In this way all three variables are percentages affecting income, which has the appeal that they can be summed. This is one primary benefit my MI has over its Misery counterpart, to the extent that the Misery Index adds two variables with different units, namely, the percentage of people not working with the percentage increase in prices.
Thus, the sum of the percentage of lost income due to inflation, plus the percentage of lost income due to taxes, and finally the percentage of lost income due to payment of the current debt (and expected deficits) comprises the Miserly Index. We can see the results for some select Eurozone countries in figure 1
Figure 1: Miserly Index for select Eurozone countries
Notably every single country is more miserable today than it was at the advent of the euro. In some cases this is very apparent. The average Greek citizen can expect to lose 70% of his income due to the combination of debt repayment, inflation and taxes. (The sudden drop since 2011 is only the result of the haircuts imposed on large swaths of Greek government debt.) In Ireland we have a similar phenomenon. The Euro crisis took a heavy toll on Spain in this regard. As recently as 2007 a Spaniard could expect to keep more than 60% of his future income. Today that figure has dropped to roughly 45%, and continued public deficits and low growth prospects compound the problem.
Germany is the only country whose MI has not significantly changed since 2000. Today the average German can still count on giving up about 47% of his future income to inflation, taxes and government debt repayment. Yet, as figure 2 makes clear, the composition of how these future expenses will be paid also counts.
Figure 2: Components of the Miserly Index (2012)
Since the MI is just an extrapolation of current conditions, in all countries the threat of inflation robbing citizens of purchasing power remains low.
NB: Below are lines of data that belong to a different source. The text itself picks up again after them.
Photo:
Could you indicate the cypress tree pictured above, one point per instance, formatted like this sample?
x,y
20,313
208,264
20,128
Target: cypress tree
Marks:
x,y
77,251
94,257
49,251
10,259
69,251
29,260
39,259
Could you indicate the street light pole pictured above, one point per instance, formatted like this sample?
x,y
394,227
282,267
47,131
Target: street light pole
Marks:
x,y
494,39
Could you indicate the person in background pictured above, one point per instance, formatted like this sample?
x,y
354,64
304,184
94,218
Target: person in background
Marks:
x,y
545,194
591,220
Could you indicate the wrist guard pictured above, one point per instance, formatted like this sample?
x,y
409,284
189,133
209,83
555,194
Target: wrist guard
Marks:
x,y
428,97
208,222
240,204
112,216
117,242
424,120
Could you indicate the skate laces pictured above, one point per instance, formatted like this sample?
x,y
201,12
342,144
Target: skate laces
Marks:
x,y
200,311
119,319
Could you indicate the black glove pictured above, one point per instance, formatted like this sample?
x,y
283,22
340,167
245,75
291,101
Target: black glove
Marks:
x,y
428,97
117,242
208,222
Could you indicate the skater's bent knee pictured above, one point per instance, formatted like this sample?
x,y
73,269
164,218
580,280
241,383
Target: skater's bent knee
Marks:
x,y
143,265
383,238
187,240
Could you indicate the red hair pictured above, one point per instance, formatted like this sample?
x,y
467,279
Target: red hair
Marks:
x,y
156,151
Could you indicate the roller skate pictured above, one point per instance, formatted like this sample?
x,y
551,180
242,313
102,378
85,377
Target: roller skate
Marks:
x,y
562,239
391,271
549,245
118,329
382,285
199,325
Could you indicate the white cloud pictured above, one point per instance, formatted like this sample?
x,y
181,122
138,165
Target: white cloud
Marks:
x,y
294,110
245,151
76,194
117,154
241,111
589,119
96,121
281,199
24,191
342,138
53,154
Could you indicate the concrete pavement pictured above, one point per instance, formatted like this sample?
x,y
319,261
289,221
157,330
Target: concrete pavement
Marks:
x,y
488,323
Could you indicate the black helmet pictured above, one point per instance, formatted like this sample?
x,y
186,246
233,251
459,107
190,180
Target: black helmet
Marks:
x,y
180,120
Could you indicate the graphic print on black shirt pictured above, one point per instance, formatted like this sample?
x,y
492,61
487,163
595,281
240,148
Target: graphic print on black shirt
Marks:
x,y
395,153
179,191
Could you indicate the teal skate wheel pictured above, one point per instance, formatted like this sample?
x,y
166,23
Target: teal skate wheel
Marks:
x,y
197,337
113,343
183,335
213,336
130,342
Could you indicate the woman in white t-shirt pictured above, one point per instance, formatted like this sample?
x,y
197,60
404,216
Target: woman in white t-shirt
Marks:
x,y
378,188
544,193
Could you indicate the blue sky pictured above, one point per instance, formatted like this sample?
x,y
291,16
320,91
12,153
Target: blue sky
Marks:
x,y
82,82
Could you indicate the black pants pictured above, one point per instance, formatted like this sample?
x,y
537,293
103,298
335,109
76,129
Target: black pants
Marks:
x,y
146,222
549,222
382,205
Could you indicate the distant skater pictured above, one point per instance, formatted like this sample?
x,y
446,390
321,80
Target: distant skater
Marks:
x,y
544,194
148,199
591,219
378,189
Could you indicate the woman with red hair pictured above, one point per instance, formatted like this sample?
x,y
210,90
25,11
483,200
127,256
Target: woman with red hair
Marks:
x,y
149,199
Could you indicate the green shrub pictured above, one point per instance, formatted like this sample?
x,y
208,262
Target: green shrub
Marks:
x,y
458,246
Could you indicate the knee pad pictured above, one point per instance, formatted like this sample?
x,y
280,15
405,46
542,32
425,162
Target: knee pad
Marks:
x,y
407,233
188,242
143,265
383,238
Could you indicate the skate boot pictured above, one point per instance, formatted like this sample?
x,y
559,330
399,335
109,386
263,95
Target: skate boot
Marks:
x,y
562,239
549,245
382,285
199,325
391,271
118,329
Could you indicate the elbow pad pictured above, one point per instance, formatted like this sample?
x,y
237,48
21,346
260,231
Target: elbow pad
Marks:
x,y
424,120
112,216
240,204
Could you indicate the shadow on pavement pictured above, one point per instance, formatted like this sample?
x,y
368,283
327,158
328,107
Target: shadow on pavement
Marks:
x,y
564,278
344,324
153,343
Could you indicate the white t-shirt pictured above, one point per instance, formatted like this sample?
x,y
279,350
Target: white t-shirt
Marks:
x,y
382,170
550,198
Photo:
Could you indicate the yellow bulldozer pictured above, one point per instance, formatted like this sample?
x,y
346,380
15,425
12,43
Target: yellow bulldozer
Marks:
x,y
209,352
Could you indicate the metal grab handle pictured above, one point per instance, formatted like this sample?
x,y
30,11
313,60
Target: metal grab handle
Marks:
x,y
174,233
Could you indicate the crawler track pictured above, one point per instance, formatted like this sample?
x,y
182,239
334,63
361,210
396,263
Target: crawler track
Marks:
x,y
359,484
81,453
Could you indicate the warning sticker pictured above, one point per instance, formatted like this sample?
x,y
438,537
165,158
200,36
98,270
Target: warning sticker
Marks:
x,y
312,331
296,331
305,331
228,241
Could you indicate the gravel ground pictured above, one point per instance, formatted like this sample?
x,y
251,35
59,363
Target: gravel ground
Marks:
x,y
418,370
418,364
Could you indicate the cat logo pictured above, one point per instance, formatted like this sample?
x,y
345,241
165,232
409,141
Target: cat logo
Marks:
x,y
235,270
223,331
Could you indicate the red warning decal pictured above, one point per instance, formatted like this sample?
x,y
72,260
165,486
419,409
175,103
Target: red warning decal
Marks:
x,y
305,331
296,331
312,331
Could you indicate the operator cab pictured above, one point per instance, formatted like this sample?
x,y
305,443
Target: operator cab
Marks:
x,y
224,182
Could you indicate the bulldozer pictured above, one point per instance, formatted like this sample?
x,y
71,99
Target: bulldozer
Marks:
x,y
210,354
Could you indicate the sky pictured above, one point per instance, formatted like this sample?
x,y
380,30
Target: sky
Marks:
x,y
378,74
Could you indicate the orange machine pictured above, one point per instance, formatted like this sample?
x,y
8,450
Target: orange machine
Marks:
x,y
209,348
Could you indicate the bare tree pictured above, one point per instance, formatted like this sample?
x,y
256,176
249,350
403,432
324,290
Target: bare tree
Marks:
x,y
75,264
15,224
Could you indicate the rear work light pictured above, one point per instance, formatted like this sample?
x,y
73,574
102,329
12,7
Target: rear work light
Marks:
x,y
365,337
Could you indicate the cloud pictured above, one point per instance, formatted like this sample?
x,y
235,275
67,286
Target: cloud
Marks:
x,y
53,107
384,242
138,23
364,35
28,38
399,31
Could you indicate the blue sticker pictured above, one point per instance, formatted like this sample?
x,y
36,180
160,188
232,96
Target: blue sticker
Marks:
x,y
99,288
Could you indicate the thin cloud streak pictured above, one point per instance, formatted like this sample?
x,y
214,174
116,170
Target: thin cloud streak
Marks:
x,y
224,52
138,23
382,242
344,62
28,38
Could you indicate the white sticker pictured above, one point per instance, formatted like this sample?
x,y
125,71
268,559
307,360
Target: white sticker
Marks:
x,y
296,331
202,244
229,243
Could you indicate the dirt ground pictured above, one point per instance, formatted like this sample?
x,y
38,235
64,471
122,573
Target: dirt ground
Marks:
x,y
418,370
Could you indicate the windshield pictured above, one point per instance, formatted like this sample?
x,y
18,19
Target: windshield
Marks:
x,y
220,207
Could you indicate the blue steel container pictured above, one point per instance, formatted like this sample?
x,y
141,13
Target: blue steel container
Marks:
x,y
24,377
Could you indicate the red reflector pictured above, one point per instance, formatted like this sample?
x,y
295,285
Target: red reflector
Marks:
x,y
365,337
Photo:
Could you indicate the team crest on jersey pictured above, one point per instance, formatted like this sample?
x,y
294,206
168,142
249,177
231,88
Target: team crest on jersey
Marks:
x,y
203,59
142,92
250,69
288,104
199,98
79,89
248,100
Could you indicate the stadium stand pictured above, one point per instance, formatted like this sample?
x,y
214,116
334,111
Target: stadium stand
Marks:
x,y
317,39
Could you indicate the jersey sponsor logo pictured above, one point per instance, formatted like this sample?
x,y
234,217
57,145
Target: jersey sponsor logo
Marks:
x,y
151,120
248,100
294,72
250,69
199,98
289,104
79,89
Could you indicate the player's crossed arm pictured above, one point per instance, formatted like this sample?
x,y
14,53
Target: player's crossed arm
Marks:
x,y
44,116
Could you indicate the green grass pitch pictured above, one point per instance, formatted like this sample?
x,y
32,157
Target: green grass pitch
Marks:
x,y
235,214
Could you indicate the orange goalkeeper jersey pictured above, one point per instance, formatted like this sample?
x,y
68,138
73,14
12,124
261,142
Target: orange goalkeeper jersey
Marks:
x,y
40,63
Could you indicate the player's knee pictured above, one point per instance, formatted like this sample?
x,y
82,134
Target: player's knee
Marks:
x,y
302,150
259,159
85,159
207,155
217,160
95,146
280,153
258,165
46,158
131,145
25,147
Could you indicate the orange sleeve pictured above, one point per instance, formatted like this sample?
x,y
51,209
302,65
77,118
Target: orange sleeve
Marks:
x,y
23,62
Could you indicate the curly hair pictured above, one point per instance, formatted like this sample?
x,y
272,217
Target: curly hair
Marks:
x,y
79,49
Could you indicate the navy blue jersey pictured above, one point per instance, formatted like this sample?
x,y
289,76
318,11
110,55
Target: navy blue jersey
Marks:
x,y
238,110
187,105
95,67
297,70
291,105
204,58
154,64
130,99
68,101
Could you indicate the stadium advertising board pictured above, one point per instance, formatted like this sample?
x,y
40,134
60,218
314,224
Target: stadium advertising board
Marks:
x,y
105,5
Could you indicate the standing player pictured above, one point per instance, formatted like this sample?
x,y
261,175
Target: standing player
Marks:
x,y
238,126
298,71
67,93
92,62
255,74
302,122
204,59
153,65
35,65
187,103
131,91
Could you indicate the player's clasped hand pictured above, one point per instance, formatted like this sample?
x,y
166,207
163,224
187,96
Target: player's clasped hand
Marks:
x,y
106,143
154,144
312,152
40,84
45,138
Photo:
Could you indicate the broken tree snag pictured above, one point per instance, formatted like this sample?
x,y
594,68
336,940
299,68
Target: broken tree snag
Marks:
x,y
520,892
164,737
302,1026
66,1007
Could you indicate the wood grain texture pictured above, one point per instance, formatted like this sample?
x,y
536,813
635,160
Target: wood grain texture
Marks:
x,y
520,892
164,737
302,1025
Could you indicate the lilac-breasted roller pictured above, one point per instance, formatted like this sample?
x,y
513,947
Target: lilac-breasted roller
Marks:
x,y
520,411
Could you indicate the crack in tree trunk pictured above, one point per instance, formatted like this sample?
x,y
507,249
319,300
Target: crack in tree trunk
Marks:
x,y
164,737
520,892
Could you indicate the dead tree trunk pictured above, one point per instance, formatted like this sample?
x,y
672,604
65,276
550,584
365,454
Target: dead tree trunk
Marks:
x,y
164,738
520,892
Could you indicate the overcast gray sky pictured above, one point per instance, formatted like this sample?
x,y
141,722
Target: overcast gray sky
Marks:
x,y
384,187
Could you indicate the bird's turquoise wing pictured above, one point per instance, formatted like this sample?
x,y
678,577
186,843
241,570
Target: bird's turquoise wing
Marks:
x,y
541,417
With inflation within most of Europe running around 2%, the average citizen has little to be alarmed about. At least, not relative to the larger threats looming.
Expected taxes are the biggest cause for concern. Indeed, a German is threatened almost exclusively by future taxes. In some countries the pain of paying off the debts incurred over the past few years will be large. The way things are going in Greece, 25% of future income will need to be dedicated to paying off the country’s debts. Germany is an example at the other end of the spectrum, primarily the result of small deficits coupled with high rates of growth which diminish the future costs of debt repayment.
I offer this case study only in a tongue in cheek way to gauge future unhappiness because of the spend thrift ways of a country’s government in the present. Still, there are some important lessons to take away from it.
First, bills have to be paid sooner or later. Running high deficits might give the illusion that things are going well in the short run, but eventually these bills will get paid – whether through higher inflation, or through taxes. Second, in most countries the rates of taxation are so high as to be the largest concern to citizens moving forward. Finally, and perhaps most importantly, are the expected costs of future inflation. The recession has had the benefit of coinciding with low rates of inflation. This is not for a lack of will on behalf of the central banks of the world to prime the pumps and inject large amounts of liquidity into the markets. Low inflation is also not something we can expect to last forever. The Miserly Index of each of these countries has no higher than 3.3% inflation factored into it (in Italy). From such a low starting point, any upward tick in inflation would have drastic effects in reducing the amount of future income workers can expect to hold on to. If this happens, Europe’s future might be even more miserly than we think.